When the option is enabled, writer tasks still flush data and produce committables during prepareSnapshotPreBarrier.

In addition, each writer task records the produced file info in writer-side state in a checkpointId -> fileInfo form. This state is part of Flink operator state and is persisted together with Flink checkpoints.

During snapshotState:

1. The writer first updates its local pending file-info state.
2. Then it sends the unacknowledged file info to PaimonWriterCoordinator through FileInfoRequest.
3. The writer waits for the PWC ACK before returning from snapshotState.

If the request fails, writer snapshot fails and the checkpoint cannot complete. If the request blocks for too long, it is guarded by Flink checkpoint timeout.

On the PWC side:

1. PWC validates whether the request comes from a valid registered subtask attempt.
2. PWC stores the received file info as reliable in-memory pending state.
3. If the current checkpoint envelope has not received all subtasks, PWC replies ACK immediately.
4. If the current request is from the last subtask of the checkpoint envelope, PWC stages pending file info up to this checkpoint into the committable map, and then replies ACK.
5. Later, Flink checkpoint coordinator triggers notifyCheckpointComplete, and PWC commits all committables up to that checkpoint.

After commit succeeds, PWC sends CommitCompleteEvent to active writer subtasks. Writers use this event to clean local pending state up to the committed checkpoint, preventing writer-side state from growing forever.

Recovery Semantics

Writer Task Failover

When a writer task fails over, the new attempt restores writer state in initializeState.

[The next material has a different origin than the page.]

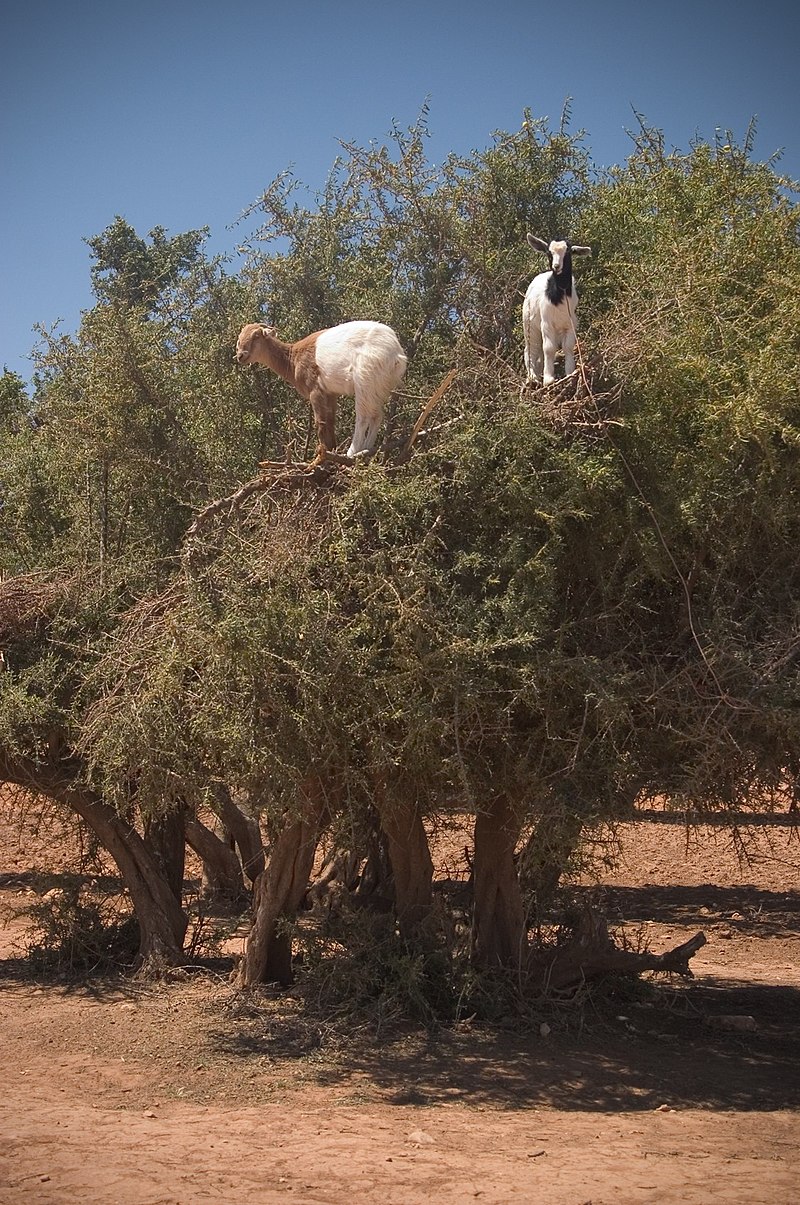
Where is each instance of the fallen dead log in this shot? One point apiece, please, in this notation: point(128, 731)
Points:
point(590, 953)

The recovered writer then sends its pending file info to PWC through the same request path. PWC tracks valid execution attempts through executionAttemptReady and executionAttemptFailed, so stale attempt requests can be rejected, and pending file info from failed attempts can be cleaned or replaced.

For recovered file info, PWC waits until all recovered writer requests are received, and then calls filterAndCommitUpToCheckpoint. If this commit creates a new snapshot, PWC treats it as an incomplete previous commit and triggers one extra failover, following the original recommit semantics.

JM / PWC Failover

For JM / PWC failover, PWC does not persist the full in-memory committable map as coordinator state.

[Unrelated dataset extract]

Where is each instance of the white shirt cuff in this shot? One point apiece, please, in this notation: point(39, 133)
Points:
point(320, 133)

Instead, PWC only restores necessary coordinator metadata from Flink coordinator checkpoint state, such as commitUser. The actual pending file info is restored from writer task state. After recovery, writer tasks replay their pending file info through FileInfoRequest, and PWC rebuilds its in-memory committable map from these recovered requests.

In other words, PWC pending commit state is recovered by writer-state replay, not by independently persisting the full coordinator-side committable map.

Checkpoint Abort Without Task Failure

If a checkpoint is aborted but writer tasks do not fail, already ACKed file info is kept as reliable pending state in PWC memory.

A later successful checkpoint envelope can stage and commit this file info. This preserves the original semantics that checkpoint abort does not mean data rollback.

Scope

This PR focuses on the unaware bucket append path, especially RowAppendTableSink, where removing the committer operator can help reduce the failover region.

It does not change the original FixedBucketSink commit path. Fixed bucket and other paths involving shuffle, assigner, index, or compact operators are not included in this optimization, because those operators may already bind regions together or require different recovery semantics.

Tests

This PR adds and updates tests for the new PWC commit path.

Unit tests cover:

• writer-side coordinated committable state and ACK tracking;
• FileInfoRequest request / ACK behavior;
• checkpoint complete and checkpoint abort handling in PWC;
• recovered file info and recommit behavior;
• stale attempt validation;
• writer operator interaction with the coordinated file-info sender.

IT coverage verifies coordinator commit behavior and ensures non-target sink paths are not affected.

E2E coverage verifies:

• committing through PWC without the original committer / compact operators in the job plan;
• checkpoint abort without task failure, followed by successful commit through a later checkpoint;
• TaskManager failure / region failover behavior;
• savepoint restore replaying pending file info.